Önce Gelenler de Var
Rumeli, eskiden beri Türklerin yerleştiği bir mıntıka idi. Bizanslılar, 9. Asırdan itibaren Anadolu’dan dalga dalga gelen çok sayıda Türk aşiretini buraya geçirmişti. Bunlar Selanik, Serez, Tesalya, Vardar, Varna gibi yerlere yerleştiler. Orhan Gazi zamanında geçilen Rumeli’ye Osmanlıların ilk göçü Sultan I.Murad zamanında oldu. Manisa yörükleri Serez’e, Aydın yörükleri de Filibe’ye yerleştirildi. Üküp ve Niş arası da Türklerle şenlendirildi. Sultan II.Murad ve Fatih zamanında, Karamanoğulları ile mücadeleler esnasında Konya, Karaman ve Ankara civarında hayli Türkmen göçürüldü. Bunları teşvik için toprak, tımar verildi; imtiyazlar tanındı.

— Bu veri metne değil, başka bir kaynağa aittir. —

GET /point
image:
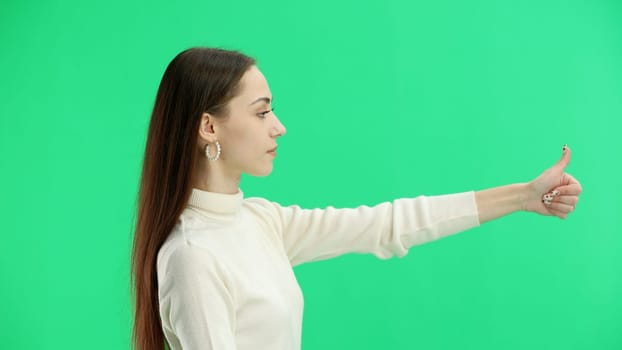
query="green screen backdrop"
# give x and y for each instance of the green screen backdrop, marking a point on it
(381, 99)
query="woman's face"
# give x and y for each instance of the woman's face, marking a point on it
(249, 133)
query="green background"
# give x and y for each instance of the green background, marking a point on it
(381, 100)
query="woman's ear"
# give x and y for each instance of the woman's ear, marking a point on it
(206, 128)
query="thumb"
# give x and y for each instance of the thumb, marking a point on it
(565, 159)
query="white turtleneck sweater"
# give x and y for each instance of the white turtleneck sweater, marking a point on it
(225, 272)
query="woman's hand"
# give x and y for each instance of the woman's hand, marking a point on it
(564, 189)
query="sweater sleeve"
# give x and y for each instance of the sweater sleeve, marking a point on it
(196, 303)
(385, 230)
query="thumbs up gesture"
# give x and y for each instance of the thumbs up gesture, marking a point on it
(554, 192)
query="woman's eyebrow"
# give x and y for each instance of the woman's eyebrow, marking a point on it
(264, 99)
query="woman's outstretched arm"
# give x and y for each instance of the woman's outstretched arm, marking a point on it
(496, 202)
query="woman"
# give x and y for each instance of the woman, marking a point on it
(212, 269)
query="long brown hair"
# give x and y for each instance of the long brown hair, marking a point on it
(197, 80)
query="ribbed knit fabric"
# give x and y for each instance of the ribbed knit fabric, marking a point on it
(225, 272)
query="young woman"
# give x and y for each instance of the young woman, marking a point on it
(212, 269)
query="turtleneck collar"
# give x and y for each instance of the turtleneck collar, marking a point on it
(216, 203)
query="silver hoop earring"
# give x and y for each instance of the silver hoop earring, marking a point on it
(208, 155)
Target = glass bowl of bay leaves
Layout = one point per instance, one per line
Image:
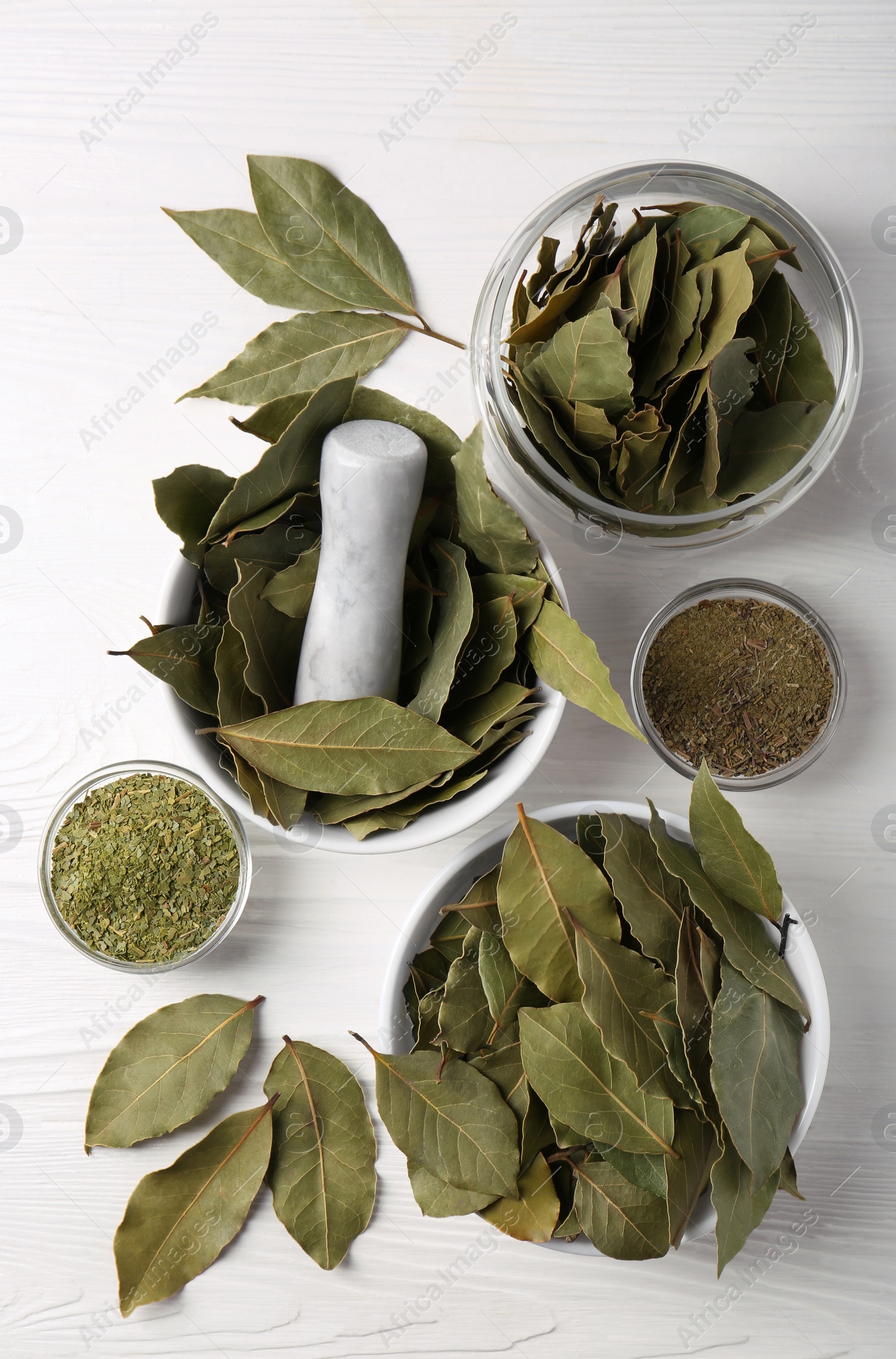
(143, 868)
(686, 371)
(463, 968)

Rumeli’ye Türk göçleri sadece Anadolu’dan değildir. Karadeniz’in kuzeyinden de mühim miktarda Türk nüfusu mıntıkaya yerleşmişti. Yıldırım Sultan Bayezid, Bulgarlardan aldığı Dobruca’ya Kırım Tatarları yerleştirdi. Timur istilası üzerine yüzbini aşkın Kıpçak Türk’ü Romanya ve Tuna üzerinden gelip Edirne, Filibe ve Tatar Pazarcığı havâlisine yerleşti. Bulgaristan’ın kuzeyindeki Türkler umumiyetle bunlardandır. Böylece bir asır içinde Rumeli’ye yerleşen Türk nüfusu milyonu buldu ve zamanla her yerine yayıldı. Müslüman Arnavut, Boşnak ve Rumların arasında kalanlar, zamanla bu dindaşlarının dilini benimsedi.
Bunlar Bize Benziyor!
Rumeli, Osmanlı ülkesinin en kültürlü, nezih, dindar ve müreffeh mıntıkasıydı. Buraya yerleştirilecek olanlar, umumiyetle görgülü topluluklarından seçilirdi. Yanlarında din adamları ve dervişler bulunurdu. Köy ve kasabalarını cami, medrese ve tekke mihveri etrafında teşkil ederlerdi. Rumeli’de, Macaristan’a kadar, adım başı bu dervişlere ait tekke ve türbe kalıntılarına rastlanır. Bu yeni sâkinlarin, bâriz bir takım üstün vasıfları, yerli halkta alâka uyandırdı. Kitle Hâlinde ihtidâ hareketlerine sebebiyet verdi. Mühim sayıda Bulgar, Makedon, Hırvat, Arnavut ve Rum Müslüman oldu. Müslüman Hırvatlar Boşnak, Bulgarlara Pomak ve Makedonlara Torbeş denir. Rum asıllı Müslümanlar (Patriotlar) daha ziyade Yanya, Tesalya ve Girit taraflarındadır. Asırlar önce Karadeniz’in kuzeyinden Balkanlara akın eden Peçenekler Bosna’da; Avarlar Sirbistan’da, Kıpçaklar da Bulgaristan’da halka karışmıştı. Osmanlıların gelişiyle bunlar, kendilerine yakın gördüğü yeni hâkimlerin dinine girmekte tereddüt göstermedi.